L'eterno gioco tra Prodi e Berlusconi

Il professore dice che un governo con il Cav. non sarebbe un tabù e Silvio, alle prese col pestifero Salvini, si lascia coccolare. Il rimpianto per la Seconda Repubblica e la fine del bipolarismo. Forse

Salvatore Merlo

Sono una di quelle coppie di nemici solidali che l'Italia ha conosciuto in politica come nello sport, che quanto a tifo e retorica emozionale, tra eccessi e disfunzioni, tanto hanno in comune nel nostro paese: Coppi e Bartali, Togliatti e De Gasperi, Berlinguer e Almirante. E allora Romano Prodi e Silvio Berlusconi si sono combattuti per vent'anni, certo, ma anche si sono sopportati, per tutta la vita: nel teatro dell’economia pubblica e privata, nei tribunali, alle elezioni. E adesso, alla fine, entrambi ottuagenari, circondati come sono da un mondo di vaffa e di sovranismi, quasi si somigliano. L'uno ancora libertino, amante della goliardia e delle barzellette, l’altro sempre accorto come un curato, ma entrambi assestati – “la vecchia porta saggezza”, ha detto Prodi – al punto di rassomigliarsi come e più di prima.

 

E dunque si cercano. Come a voler ricomporre un equilibrio perduto. Così, mentre il Parlamento si appresta a discutere di una riforma elettorale proporzionale che ha bisogno dei voti di Forza Italia per passare, proprio quando le Camere tentano di mettere il sigillo sulla fine (chissà) del periclitante bipolarismo, ecco le carinerie – e forse l'abbraccio – tra questi due uomini che incarnarono il tempo felice e tumultuoso del maggioritario al potere, dell'Ulivo e del Polo, dell'Unione e del Pdl…

  

Il professore dice che un governo con il Cavaliere non sarebbe un tabù, mentre Berlusconi, alle prese col pestifero Salvini, si lascia volentieri coccolare da quella sinistra in difficoltà che al governo ce lo vorrebbe portare davvero anche per approvare la riforma proporzionale.

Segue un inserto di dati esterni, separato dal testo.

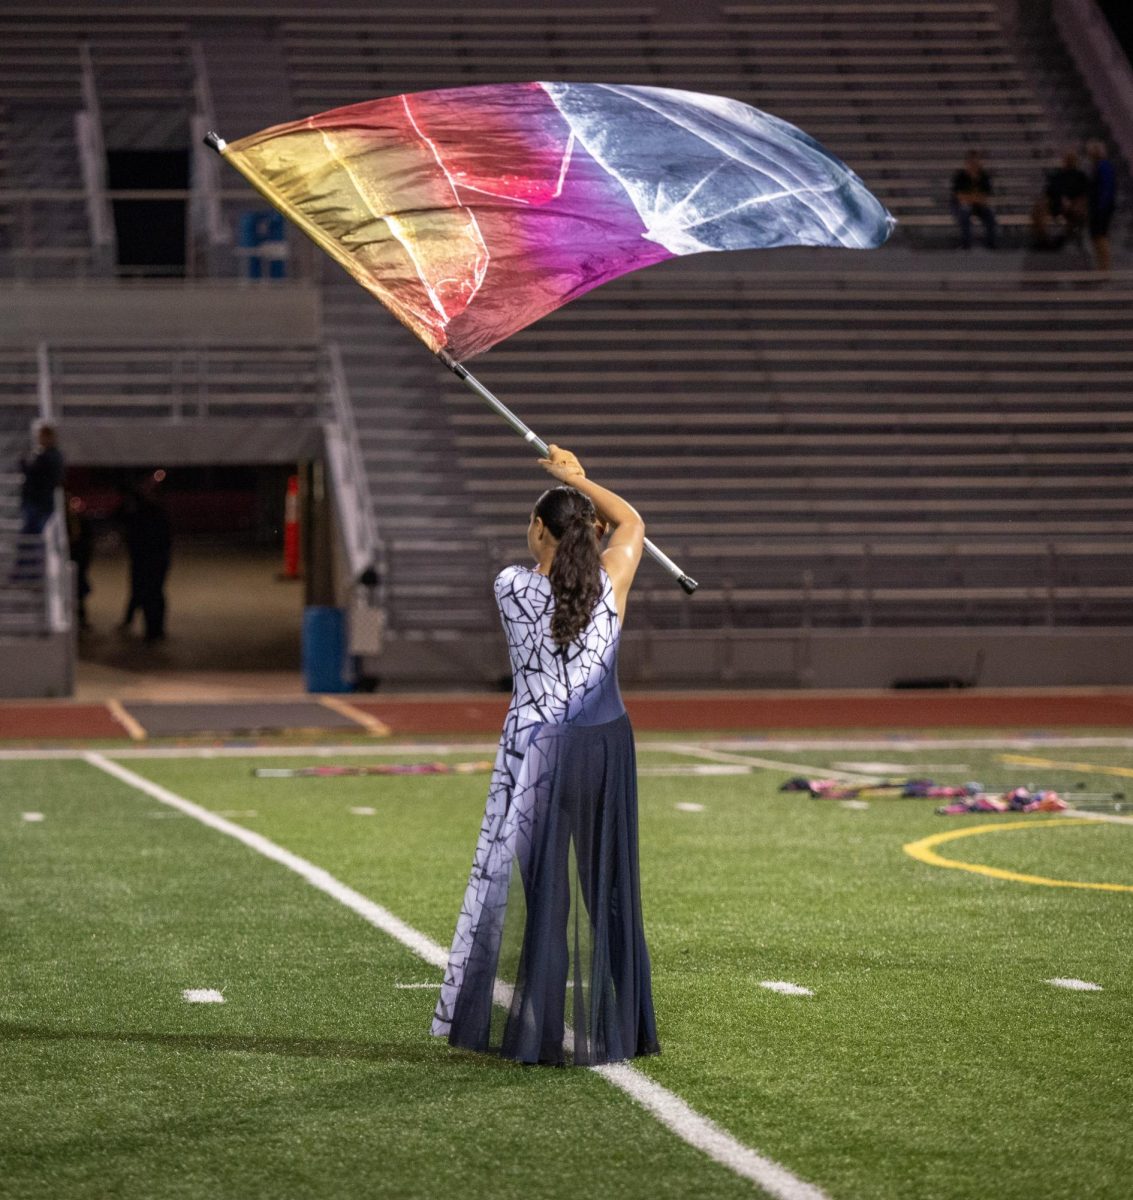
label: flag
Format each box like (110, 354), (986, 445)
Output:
(222, 82), (894, 360)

Ed è allora ultra simbolico e significativo il ritorno, insieme, delle due icone del bipolarismo proprio nei giorni in cui al bipolarismo si vuol fare il funerale.

 

C’è qualcosa di simpatico, in questo strano, inaspettato riemergere dei nemici-solidali: il rimpianto. L’Italia rimpianse i Borbone e il Papa re, ha rimpianto la Dc, Andreotti e anche Craxi. E nel rimpianto di Prodi per Berlusconi, e chissà di Berlusconi per Prodi, s'occulta forse la fine della Seconda Repubblica proprio per mano dei suoi antichi artefici. C'è sempre un senso circolare nella storia, come nell'eternità della coppia.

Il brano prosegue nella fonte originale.